Lee Valley is having a sale today, most notably on a few factory second planes:

http://www.leevalley.com/us/gifts/page.aspx?p=68815&cat=

I ordered the shoulder and the mini edge planes. Rare to find these on sale.


----------



## wapakfred (Jul 29, 2011)

Thanks for that, I had been wanting a medium shoulder plane, and just wasn't willing to part with the dough; I went ahead and ordered one.


----------



## lashomb (Sep 13, 2011)

I think I'll take a shot on a medium shoulder plane as well at that price. Thanks!


----------



## jcwalleye (Dec 26, 2009)

I have that medium shoulder plane and like it very much. That's a good price.


----------



## crank49 (Apr 7, 2010)

Bless their hearts.
Lee Valley makes some really great tools, but having a big sale is just not one of their talents.


----------



## tirebob (Aug 2, 2010)

'Bless their hearts.
Lee Valley makes some really great tools, but having a big sale is just not one of their talents."

That's because they make such great tools they sell themselves, so they don't end up in a spot where they need to sell off stuff cheap just to draw in customers. It's a smart business where you actually rely on a good product to draw in customers rather than cheap goods on a sale…


----------



## Natedog (Jun 10, 2010)

I received my "manufacturing second" medium shoulder plane. All I have to say is that I have no idea why it should be a factory second. It looks perfect; no scratches, pits or blemishes that they described that would have made it a factory second. To be fair I don't have a factory first shoulder plane to compare, but comparing it to my block and jack planes from Lee Valley/Veritas its the same type of quality.

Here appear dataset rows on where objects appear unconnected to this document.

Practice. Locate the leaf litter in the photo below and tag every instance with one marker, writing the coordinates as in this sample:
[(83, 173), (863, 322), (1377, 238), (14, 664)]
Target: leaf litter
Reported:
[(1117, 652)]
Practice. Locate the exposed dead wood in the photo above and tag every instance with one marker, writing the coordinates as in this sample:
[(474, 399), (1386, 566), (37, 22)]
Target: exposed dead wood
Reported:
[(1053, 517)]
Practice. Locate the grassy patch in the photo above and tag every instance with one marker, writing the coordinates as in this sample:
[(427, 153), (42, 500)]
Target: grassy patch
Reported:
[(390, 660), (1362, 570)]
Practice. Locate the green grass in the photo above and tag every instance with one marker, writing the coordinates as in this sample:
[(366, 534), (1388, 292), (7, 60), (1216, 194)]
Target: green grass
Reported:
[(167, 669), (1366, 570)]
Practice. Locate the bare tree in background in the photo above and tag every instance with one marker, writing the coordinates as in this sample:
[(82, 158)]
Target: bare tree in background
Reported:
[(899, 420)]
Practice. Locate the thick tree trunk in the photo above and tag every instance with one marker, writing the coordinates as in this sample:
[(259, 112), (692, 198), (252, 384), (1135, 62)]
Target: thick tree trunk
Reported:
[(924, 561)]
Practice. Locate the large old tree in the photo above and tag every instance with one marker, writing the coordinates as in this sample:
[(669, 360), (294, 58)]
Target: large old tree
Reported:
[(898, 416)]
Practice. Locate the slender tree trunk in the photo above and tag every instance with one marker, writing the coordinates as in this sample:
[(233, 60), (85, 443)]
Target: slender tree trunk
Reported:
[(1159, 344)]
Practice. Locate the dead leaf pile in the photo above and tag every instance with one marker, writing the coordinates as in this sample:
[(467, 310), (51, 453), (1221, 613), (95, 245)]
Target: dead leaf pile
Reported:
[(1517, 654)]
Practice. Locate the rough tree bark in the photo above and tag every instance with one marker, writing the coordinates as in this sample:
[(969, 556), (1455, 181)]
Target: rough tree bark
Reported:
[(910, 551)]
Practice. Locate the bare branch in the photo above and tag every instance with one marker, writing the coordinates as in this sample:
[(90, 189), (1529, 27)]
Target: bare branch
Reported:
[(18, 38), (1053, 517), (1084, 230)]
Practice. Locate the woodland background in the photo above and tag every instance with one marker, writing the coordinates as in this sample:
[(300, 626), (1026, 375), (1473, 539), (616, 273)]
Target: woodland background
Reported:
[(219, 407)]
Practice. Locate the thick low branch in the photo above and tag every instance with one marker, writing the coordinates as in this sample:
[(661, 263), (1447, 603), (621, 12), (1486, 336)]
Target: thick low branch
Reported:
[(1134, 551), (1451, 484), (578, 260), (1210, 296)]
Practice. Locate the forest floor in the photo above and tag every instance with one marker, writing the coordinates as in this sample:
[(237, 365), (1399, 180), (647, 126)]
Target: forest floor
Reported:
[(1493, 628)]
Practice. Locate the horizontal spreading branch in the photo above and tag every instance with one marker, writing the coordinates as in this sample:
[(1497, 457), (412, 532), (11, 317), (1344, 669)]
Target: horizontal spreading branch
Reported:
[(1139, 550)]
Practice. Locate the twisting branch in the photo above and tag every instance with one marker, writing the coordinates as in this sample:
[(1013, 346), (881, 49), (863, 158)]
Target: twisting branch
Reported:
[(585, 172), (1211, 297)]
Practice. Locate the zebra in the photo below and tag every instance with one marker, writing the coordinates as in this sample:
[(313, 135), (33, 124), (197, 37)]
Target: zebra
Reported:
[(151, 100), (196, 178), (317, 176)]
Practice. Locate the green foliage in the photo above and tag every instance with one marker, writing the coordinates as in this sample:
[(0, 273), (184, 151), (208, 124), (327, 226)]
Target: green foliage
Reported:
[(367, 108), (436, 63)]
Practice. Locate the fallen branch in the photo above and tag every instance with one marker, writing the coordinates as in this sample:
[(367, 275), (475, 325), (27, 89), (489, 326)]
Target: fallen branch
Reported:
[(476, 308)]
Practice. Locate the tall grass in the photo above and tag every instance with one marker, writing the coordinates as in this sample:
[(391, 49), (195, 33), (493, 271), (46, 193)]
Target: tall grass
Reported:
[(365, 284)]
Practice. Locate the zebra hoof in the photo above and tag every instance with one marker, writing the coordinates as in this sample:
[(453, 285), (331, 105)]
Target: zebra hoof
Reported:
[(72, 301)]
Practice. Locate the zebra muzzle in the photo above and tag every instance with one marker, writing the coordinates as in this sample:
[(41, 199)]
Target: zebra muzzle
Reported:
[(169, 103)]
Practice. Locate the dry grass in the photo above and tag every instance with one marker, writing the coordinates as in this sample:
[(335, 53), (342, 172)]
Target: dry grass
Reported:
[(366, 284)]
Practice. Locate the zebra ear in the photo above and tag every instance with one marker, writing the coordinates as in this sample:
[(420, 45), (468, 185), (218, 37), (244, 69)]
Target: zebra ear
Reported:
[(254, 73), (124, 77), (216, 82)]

It far exceeded my expectations for what I thought a factory second would end up being.


----------



## 280305 (Sep 28, 2008)

I am sure that you will be very happy with that plane. I have had one for a few years, and it is wonderful. The fact that LV's seconds are almost perfect says a lot about the quality of their tools.

I live not far form the Starrett factory. They used to have a monthly sale of what they called seconds. Sometimes the "flaw" would be indicated with a red marker, and I still could not see what it was.

Companies like LV and Starrett are not going to risk their reputation by selling a poor quality tool with their company name on it.


----------



## bobasaurus (Sep 6, 2009)

Excellent, Natedog. Mine should be arriving tomorrow… I hope it's in similar shape. I've ordered more tools than I should have from Lee Valley since I found out about them, and been pretty happy with the quality.


----------



## drfunk (Jan 26, 2011)

My LV "2nd" shoulder plane showed up yesterday and was pristine too? The idea that they are able to source enough seconds to have a Cyber Monday sale sounds a little fishy to me. Maybe some dimension is a little off in a whole batch or something.

I also don't understand the criticism of LV special sales? I think they have great sales - particularly introductory sales and free shipping about every couple months. I drop a chunk of change every time they have one.


----------